Zo niet, zou de nieuwe herwaardering leiden tot een substantiële budgettaire meerkost. Zoals in de paper wordt toegelicht verwachten we dat de vermelde aanpassingen ertoe leiden dat jaren van pensioenopbouw op jonge leeftijd meer opbrengen onder het puntensysteem dan onder de huidige pensioenberekening. Voor jaren op latere leeftijd verwachten we het omgekeerde.
De empirische gevolgen van een reële herwaardering van de lonen via een puntensysteem werden onderzocht met het statisch simulatiemodel REPliCA, dat gebruik maakt van een steekproef van administratieve gegevens uit het Datawarehouse Arbeidsmarkt en Sociale Bescherming. Meer in het bijzonder beperkt het model zich voor deze paper tot de cohorte gepensioneerden die in 2011 op pensioen gingen en die enkel een rustpensioen als werknemer ontvingen.
De mate waarin iemand wint of verliest kan op verschillende manieren worden gemeten. In deze paper gebeurde deze meting op drie manieren: door te kijken naar procentuele veranderingen in het pensioenbedrag, door stil te staan bij absolute veranderingen in het pensioenbedrag en, tot slot, door te focussen op procentpunt veranderingen in empirische vervangingsratio’s. Deze ratio’s geven aan in welke mate iemands pensioen overeenstemt met diens gemiddeld inkomen tijdens de loopbaan. Om inhoudelijke en pragmatische redenen werden empirische vervangingsratio’s enkel berekend voor individuen met minstens 40 loopbaanjaren.
Ons onderzoek toont aan dat de invoering van een puntensysteem voor de meeste recent gepensioneerden nauwelijks een verandering met zich zou hebben meegebracht. Slechts voor een minderheid heeft de hervorming belangrijke gevolgen. Een op tien verliest 6 procent of meer, een andere 10 procent wint 47 procent of meer. In absolute cijfers uitgedrukt verliest 10 procent minstens 66 euro per maand, een andere 10 procent wint minstens 62 euro. En kijken we ten slotte naar de veranderingen in empirische vervangingsratio’s dan vinden we ook daar dat de belangrijke wijzigingen tot een beperkte groep beperkt blijven. Kijken we wederom naar de 10 procent grootste verliezers, dan zien we dat zij minstens twee procentpunten verliezen. Bij de winnaars is dat drie procentpunten.

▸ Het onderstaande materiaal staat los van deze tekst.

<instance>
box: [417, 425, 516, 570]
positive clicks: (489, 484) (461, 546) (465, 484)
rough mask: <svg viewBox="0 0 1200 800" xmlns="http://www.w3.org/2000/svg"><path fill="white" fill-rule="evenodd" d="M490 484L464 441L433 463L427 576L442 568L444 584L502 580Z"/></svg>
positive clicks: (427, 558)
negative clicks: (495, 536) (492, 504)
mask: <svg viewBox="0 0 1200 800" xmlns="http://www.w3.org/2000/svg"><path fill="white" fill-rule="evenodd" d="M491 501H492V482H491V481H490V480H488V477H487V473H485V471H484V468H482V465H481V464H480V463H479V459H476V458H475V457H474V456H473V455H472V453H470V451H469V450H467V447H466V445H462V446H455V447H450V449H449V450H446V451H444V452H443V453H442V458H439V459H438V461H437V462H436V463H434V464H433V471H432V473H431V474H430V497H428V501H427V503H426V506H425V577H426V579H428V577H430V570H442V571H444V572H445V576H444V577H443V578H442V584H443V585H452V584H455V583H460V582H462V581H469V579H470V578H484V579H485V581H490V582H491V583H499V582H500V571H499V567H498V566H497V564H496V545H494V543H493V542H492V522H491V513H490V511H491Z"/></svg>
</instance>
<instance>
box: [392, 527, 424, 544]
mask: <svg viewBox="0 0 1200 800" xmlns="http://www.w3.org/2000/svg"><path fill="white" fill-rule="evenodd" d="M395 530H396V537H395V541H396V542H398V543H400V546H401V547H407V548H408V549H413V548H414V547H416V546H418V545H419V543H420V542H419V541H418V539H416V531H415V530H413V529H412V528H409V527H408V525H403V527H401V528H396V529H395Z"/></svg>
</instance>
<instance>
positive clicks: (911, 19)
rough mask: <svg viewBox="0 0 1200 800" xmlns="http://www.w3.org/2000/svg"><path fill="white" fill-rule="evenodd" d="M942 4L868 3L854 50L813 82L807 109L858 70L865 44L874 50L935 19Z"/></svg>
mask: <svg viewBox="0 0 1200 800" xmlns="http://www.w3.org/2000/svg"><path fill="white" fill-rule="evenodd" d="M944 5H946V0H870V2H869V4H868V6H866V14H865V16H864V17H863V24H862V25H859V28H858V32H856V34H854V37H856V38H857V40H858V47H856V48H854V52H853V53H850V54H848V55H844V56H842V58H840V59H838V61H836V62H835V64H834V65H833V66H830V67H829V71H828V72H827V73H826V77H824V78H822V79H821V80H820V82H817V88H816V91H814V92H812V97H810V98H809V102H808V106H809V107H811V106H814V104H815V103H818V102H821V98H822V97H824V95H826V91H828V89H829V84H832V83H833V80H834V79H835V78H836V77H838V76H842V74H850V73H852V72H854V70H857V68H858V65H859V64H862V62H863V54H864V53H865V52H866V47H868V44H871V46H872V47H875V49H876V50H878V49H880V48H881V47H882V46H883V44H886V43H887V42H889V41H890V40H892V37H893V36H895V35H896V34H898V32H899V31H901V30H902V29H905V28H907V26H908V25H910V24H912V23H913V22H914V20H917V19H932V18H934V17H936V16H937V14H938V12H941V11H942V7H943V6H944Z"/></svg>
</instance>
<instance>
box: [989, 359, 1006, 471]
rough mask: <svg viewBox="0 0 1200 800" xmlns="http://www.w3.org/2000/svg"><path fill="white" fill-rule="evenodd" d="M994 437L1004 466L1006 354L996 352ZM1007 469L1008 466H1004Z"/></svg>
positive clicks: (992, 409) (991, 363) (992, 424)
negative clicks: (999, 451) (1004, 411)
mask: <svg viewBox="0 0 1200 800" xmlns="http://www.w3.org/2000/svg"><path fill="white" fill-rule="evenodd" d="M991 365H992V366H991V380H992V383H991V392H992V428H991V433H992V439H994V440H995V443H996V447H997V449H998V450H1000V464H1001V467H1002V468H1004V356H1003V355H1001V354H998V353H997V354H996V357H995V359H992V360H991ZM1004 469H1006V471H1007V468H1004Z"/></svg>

Wat zijn nu de kenmerken van de belangrijkste winnaars en verliezers van de transitie naar een puntensysteem? Het antwoord verschilt deels naargelang de maatstaf die wordt gebruikt.

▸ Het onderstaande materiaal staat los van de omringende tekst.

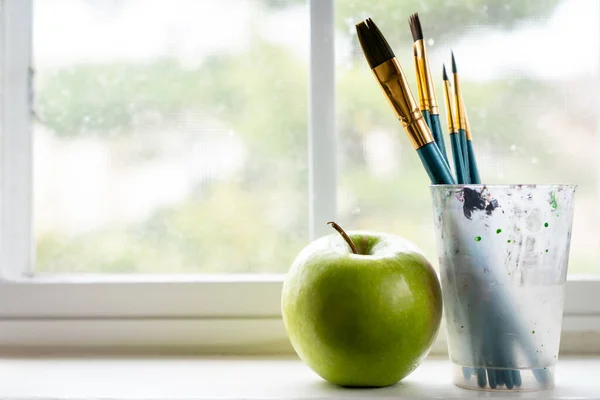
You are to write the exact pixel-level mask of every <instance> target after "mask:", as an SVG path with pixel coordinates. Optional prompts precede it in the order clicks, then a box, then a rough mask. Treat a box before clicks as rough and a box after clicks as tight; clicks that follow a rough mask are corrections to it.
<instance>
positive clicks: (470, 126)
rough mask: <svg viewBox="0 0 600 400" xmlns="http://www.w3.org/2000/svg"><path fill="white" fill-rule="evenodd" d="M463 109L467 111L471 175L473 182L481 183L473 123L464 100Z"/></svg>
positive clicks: (468, 151) (466, 123)
mask: <svg viewBox="0 0 600 400" xmlns="http://www.w3.org/2000/svg"><path fill="white" fill-rule="evenodd" d="M463 111H464V113H465V136H466V138H467V155H468V157H469V177H470V180H471V183H481V178H480V177H479V168H477V160H476V159H475V150H474V149H473V137H472V136H471V124H469V115H468V114H467V109H466V107H465V103H464V101H463Z"/></svg>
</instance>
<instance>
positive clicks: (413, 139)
mask: <svg viewBox="0 0 600 400" xmlns="http://www.w3.org/2000/svg"><path fill="white" fill-rule="evenodd" d="M372 71H373V74H374V75H375V78H376V79H377V81H378V82H379V85H380V86H381V89H382V90H383V93H384V94H385V97H386V98H387V99H388V102H389V103H390V106H392V109H393V110H394V113H396V117H398V119H399V120H400V123H401V124H402V126H403V127H404V130H405V131H406V133H407V134H408V137H409V138H410V140H411V142H412V144H413V146H414V148H415V149H418V148H420V147H422V146H424V145H426V144H427V143H431V142H433V141H434V140H433V136H432V134H431V131H430V130H429V127H428V126H427V124H426V123H425V120H424V119H423V115H422V114H421V110H419V106H418V105H417V102H416V101H415V97H414V96H413V94H412V91H411V90H410V86H409V85H408V81H407V80H406V76H405V75H404V72H403V71H402V67H401V66H400V63H399V62H398V60H397V59H396V58H395V57H394V58H392V59H390V60H388V61H386V62H384V63H382V64H379V65H378V66H376V67H375V68H373V70H372Z"/></svg>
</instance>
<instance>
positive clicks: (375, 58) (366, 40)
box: [356, 18, 395, 69]
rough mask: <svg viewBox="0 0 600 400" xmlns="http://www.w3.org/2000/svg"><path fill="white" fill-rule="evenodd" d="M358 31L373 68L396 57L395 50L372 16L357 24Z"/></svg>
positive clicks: (367, 60) (358, 35)
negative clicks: (388, 41) (393, 48)
mask: <svg viewBox="0 0 600 400" xmlns="http://www.w3.org/2000/svg"><path fill="white" fill-rule="evenodd" d="M356 33H357V35H358V41H359V42H360V47H362V49H363V52H364V53H365V57H366V58H367V62H368V63H369V66H370V67H371V69H373V68H375V67H376V66H378V65H380V64H383V63H384V62H386V61H388V60H391V59H392V58H394V57H395V56H394V52H393V51H392V48H391V47H390V45H389V44H388V42H387V40H385V37H384V36H383V34H382V33H381V31H380V30H379V28H378V27H377V25H375V22H373V20H372V19H371V18H367V19H366V20H364V21H362V22H359V23H358V24H357V25H356Z"/></svg>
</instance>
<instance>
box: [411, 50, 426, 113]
mask: <svg viewBox="0 0 600 400" xmlns="http://www.w3.org/2000/svg"><path fill="white" fill-rule="evenodd" d="M413 51H414V55H415V57H414V60H415V71H416V72H417V91H418V92H419V108H420V109H421V111H424V110H427V111H429V108H430V101H429V92H428V91H427V87H426V86H425V82H426V80H425V79H426V78H425V71H424V64H423V58H422V57H419V56H418V52H417V46H416V43H415V45H413Z"/></svg>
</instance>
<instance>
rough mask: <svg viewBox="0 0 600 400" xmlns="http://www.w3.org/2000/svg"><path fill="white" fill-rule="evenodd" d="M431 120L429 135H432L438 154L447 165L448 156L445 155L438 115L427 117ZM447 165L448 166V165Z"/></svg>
mask: <svg viewBox="0 0 600 400" xmlns="http://www.w3.org/2000/svg"><path fill="white" fill-rule="evenodd" d="M429 118H430V119H431V134H432V135H433V139H434V140H435V143H436V144H437V145H438V147H439V148H440V152H441V153H442V156H444V160H445V161H446V163H448V155H447V154H446V143H444V134H443V133H442V125H441V124H440V116H439V115H438V114H431V115H429ZM448 165H450V164H449V163H448Z"/></svg>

Kijken we naar het procentueel verschil in pensioenbedrag vóór en na hervorming, dan vinden we dat de grootste winnaars diegenen zijn met een korte loopbaan op jonge leeftijd (i.e. vóór 1980, de periode die voor de onderzochte cohorte hogere pensioenrechten oplevert onder het puntensysteem). Meer in het bijzonder winnen voornamelijk individuen met minder dan 15 loopbaanjaren, omdat zij in het huidige systeem geen toegang hebben tot het minimumrecht per loopbaanjaar en dus op dit moment niet kunnen genieten van de hogere herwaardering die het gebruik van dit minimumrecht impliceert. Ook winnen gepensioneerden met een vlakkere loongroei omdat een vlakke loongroei impliceert dat het begin van de loopbaan in vergelijking met het einde relatief belangrijker is dan bij een steile loongroei. Ten slotte worden verliespercentages getemperd door het gebruik van minimumregelingen. Welnu, bovenstaande drie mechanismes verklaren waarom de hervorming ten goede komt van vrouwen, laaggeschoolden en huurders. Vrouwen, laaggeschoolden en huurders winnen meer dan mannen, hooggeschoolden en eigenaars omdat zij zich vaker bevinden in de vermelde groep met minder dan 15 loopbaanjaren. Laaggeschoolden en huurders kennen bovendien hogere winstpercentages omwille van hun vlakkere loongroei dan hooggeschoolden en eigenaars. Potentiële verliespercentages worden bij de drie groepen bovendien getemperd door hun bovengemiddeld gebruik van het minimumpensioen (en in mindere mate door hun veelal hoger gebruik van het minimumrecht). Zetten we winst en verlies uit naar de hoogte van het huidige pensioenbedrag, dan vinden we de hoogste winstpercentages bij de laagste pensioenen.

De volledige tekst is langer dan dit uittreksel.